As General Stanley McChrystal explained in Team of Teams, building the kind of agility and interoperability it takes to respond to disruptive change almost always results in diminished efficiency, at least in the short term.  That’s the efficiency paradox.  To effectively deal with disruption, we need to sacrifice our effectiveness in normal, stable environments.
Most of this understand this principle intuitively, but in practice our instinct for loss aversion takes over.  Evolution engineered us to survive, not to seek out the great yonder.  So we are wired to avoid incurring losses, even if we have an equal or better chance of making gains.
In McChrystal’s case, he had to take people out of their units so that they could contribute to better coordination.  For example, he embedded intelligence officers in commando units and vice versa.  He also took some of his best operators out of the field altogether and made them liaison officers, usually a role reserved for those past their prime.

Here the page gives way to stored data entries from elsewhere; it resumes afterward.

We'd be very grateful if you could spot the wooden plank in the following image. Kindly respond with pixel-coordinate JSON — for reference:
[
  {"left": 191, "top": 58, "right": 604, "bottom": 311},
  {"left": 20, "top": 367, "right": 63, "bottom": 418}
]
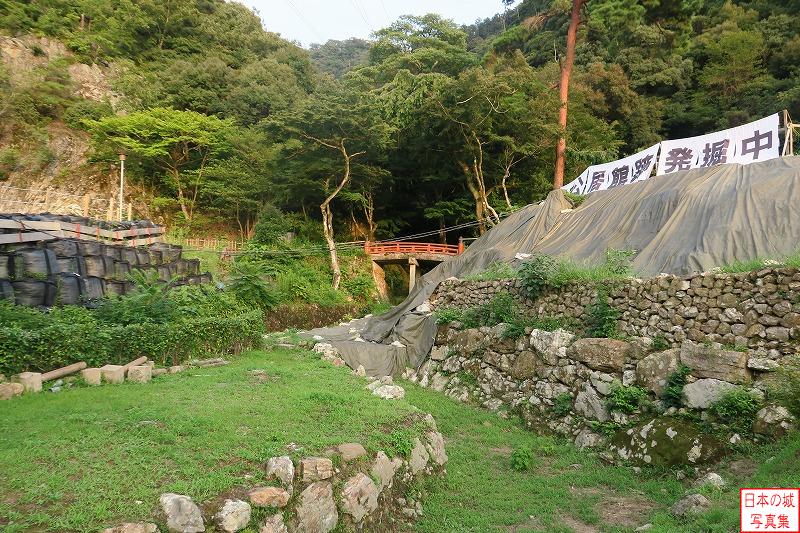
[
  {"left": 0, "top": 232, "right": 56, "bottom": 244},
  {"left": 0, "top": 219, "right": 63, "bottom": 232}
]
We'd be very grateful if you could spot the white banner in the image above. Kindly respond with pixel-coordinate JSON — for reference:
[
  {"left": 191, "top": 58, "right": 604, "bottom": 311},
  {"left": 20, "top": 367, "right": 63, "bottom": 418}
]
[
  {"left": 657, "top": 113, "right": 780, "bottom": 176},
  {"left": 562, "top": 143, "right": 660, "bottom": 195}
]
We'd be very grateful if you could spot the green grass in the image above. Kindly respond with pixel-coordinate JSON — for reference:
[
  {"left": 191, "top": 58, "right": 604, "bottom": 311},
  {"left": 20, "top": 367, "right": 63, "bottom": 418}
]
[
  {"left": 0, "top": 348, "right": 421, "bottom": 532},
  {"left": 402, "top": 381, "right": 800, "bottom": 532}
]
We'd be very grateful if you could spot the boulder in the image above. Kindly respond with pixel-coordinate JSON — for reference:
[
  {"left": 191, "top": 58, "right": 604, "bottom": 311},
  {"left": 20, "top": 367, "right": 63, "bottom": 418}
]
[
  {"left": 450, "top": 328, "right": 486, "bottom": 355},
  {"left": 424, "top": 431, "right": 448, "bottom": 466},
  {"left": 103, "top": 524, "right": 158, "bottom": 533},
  {"left": 371, "top": 451, "right": 402, "bottom": 491},
  {"left": 429, "top": 345, "right": 449, "bottom": 361},
  {"left": 100, "top": 365, "right": 125, "bottom": 384},
  {"left": 670, "top": 494, "right": 710, "bottom": 517},
  {"left": 127, "top": 365, "right": 152, "bottom": 384},
  {"left": 295, "top": 482, "right": 338, "bottom": 533},
  {"left": 510, "top": 350, "right": 536, "bottom": 380},
  {"left": 753, "top": 405, "right": 795, "bottom": 438},
  {"left": 567, "top": 338, "right": 632, "bottom": 372},
  {"left": 409, "top": 438, "right": 430, "bottom": 474},
  {"left": 747, "top": 357, "right": 779, "bottom": 372},
  {"left": 372, "top": 384, "right": 405, "bottom": 400},
  {"left": 679, "top": 342, "right": 750, "bottom": 383},
  {"left": 300, "top": 457, "right": 333, "bottom": 482},
  {"left": 430, "top": 373, "right": 450, "bottom": 392},
  {"left": 574, "top": 429, "right": 603, "bottom": 450},
  {"left": 259, "top": 514, "right": 288, "bottom": 533},
  {"left": 213, "top": 499, "right": 251, "bottom": 533},
  {"left": 337, "top": 443, "right": 367, "bottom": 462},
  {"left": 530, "top": 328, "right": 575, "bottom": 365},
  {"left": 693, "top": 472, "right": 725, "bottom": 489},
  {"left": 15, "top": 371, "right": 42, "bottom": 392},
  {"left": 80, "top": 368, "right": 102, "bottom": 386},
  {"left": 249, "top": 486, "right": 290, "bottom": 508},
  {"left": 635, "top": 349, "right": 680, "bottom": 395},
  {"left": 0, "top": 381, "right": 24, "bottom": 400},
  {"left": 159, "top": 493, "right": 205, "bottom": 533},
  {"left": 682, "top": 378, "right": 737, "bottom": 409},
  {"left": 340, "top": 473, "right": 379, "bottom": 522},
  {"left": 574, "top": 384, "right": 610, "bottom": 422},
  {"left": 266, "top": 456, "right": 294, "bottom": 485}
]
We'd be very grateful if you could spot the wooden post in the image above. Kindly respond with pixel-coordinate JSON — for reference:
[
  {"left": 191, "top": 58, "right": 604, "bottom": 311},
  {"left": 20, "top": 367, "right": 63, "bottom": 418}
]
[
  {"left": 41, "top": 361, "right": 87, "bottom": 382},
  {"left": 82, "top": 195, "right": 91, "bottom": 217},
  {"left": 127, "top": 203, "right": 133, "bottom": 221},
  {"left": 106, "top": 197, "right": 114, "bottom": 221},
  {"left": 408, "top": 257, "right": 420, "bottom": 294},
  {"left": 44, "top": 189, "right": 51, "bottom": 210}
]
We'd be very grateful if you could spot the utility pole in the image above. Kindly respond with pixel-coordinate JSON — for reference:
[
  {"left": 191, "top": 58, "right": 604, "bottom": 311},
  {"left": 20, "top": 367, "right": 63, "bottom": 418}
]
[{"left": 118, "top": 153, "right": 126, "bottom": 221}]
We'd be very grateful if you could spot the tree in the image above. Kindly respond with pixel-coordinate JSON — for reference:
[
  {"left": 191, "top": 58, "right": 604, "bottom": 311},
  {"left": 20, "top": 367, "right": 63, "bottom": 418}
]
[
  {"left": 87, "top": 107, "right": 232, "bottom": 225},
  {"left": 553, "top": 0, "right": 585, "bottom": 189},
  {"left": 273, "top": 82, "right": 393, "bottom": 289}
]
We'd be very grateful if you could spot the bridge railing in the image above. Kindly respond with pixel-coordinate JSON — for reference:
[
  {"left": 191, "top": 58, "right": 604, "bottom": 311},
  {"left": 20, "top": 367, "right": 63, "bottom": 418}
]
[{"left": 364, "top": 241, "right": 462, "bottom": 256}]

These were not easy changes to make and they most likely diminished the effectiveness of individual units.  However, as a collective, his forces increased their efficiency by a factor of seventeen, measured by the amount of raids they were able to execute.
Managing For Disruption
The story of McChrystal is an inspiring one, all the more so when you realize that he had no guarantee of success.  That he was able to manage it successfully is a tribute to his skills as a leader.  Most change efforts do not go nearly as well.

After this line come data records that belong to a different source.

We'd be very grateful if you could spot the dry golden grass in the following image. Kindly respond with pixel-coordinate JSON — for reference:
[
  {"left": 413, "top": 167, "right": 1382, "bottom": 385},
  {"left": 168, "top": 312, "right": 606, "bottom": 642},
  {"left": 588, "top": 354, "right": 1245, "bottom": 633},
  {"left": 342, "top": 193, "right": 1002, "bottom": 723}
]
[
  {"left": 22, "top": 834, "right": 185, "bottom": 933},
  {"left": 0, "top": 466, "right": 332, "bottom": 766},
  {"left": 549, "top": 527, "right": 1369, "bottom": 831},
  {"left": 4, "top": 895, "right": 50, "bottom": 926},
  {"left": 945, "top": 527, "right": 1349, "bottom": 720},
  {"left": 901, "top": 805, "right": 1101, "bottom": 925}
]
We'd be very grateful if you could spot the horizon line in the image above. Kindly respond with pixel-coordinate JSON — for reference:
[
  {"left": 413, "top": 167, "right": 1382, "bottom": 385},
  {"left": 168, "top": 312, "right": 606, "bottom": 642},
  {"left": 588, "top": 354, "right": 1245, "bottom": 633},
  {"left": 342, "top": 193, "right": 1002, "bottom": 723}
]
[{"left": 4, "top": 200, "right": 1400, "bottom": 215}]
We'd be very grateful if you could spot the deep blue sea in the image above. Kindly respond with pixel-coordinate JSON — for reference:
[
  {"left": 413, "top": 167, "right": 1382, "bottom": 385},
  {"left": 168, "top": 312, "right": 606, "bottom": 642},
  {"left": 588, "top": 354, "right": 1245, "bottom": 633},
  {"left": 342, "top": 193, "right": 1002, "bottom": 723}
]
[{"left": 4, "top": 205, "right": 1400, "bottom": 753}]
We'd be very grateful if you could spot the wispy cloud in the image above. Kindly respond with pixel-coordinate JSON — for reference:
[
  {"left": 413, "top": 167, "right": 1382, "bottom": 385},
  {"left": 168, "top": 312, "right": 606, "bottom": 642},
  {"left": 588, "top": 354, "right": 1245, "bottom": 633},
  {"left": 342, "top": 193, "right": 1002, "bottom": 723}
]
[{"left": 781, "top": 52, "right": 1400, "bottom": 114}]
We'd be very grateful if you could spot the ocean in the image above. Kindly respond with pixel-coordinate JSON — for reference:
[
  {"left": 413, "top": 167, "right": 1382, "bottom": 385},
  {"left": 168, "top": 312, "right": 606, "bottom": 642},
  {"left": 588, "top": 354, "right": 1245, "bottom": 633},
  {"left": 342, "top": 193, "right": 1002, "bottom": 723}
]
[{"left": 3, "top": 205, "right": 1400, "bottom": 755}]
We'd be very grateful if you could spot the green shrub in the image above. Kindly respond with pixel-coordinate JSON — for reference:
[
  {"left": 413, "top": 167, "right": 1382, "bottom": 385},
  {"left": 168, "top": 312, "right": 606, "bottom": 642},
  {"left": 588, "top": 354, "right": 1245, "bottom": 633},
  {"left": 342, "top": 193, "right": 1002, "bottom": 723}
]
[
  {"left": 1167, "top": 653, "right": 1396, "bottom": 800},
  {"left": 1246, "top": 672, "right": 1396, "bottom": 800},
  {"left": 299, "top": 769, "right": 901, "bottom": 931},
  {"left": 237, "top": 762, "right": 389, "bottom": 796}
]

The problem is that disruption always seems strange to us, because it always starts with them. It is those on who operate outside of our social networks and everyday experience that have no loyalty to the existing model or the status quo.  They are unencumbered by synapses that fire in unison with the present paradigm and are unconnected to those who benefit from it.
That’s why we need to manage not for stability, but for disruption.  We need to stretch ourselves into the realm of the uncomfortable
and unlikely, to break bread with those whose neurons fire along different pathways and who travel in circles detached from our everyday experience. We cannot live our lives surrounded by the familiar and expect to embrace the new and different.
So in order to adapt we must, as Whitney Johnson puts it, disrupt ourselves.  To seek out people, places and experiences that challenge our core beliefs.  The status quo has many champions—our brain chemistry, our social networks and our sense of security.  We can only embrace the future if we are willing to make the effort to break free of the past.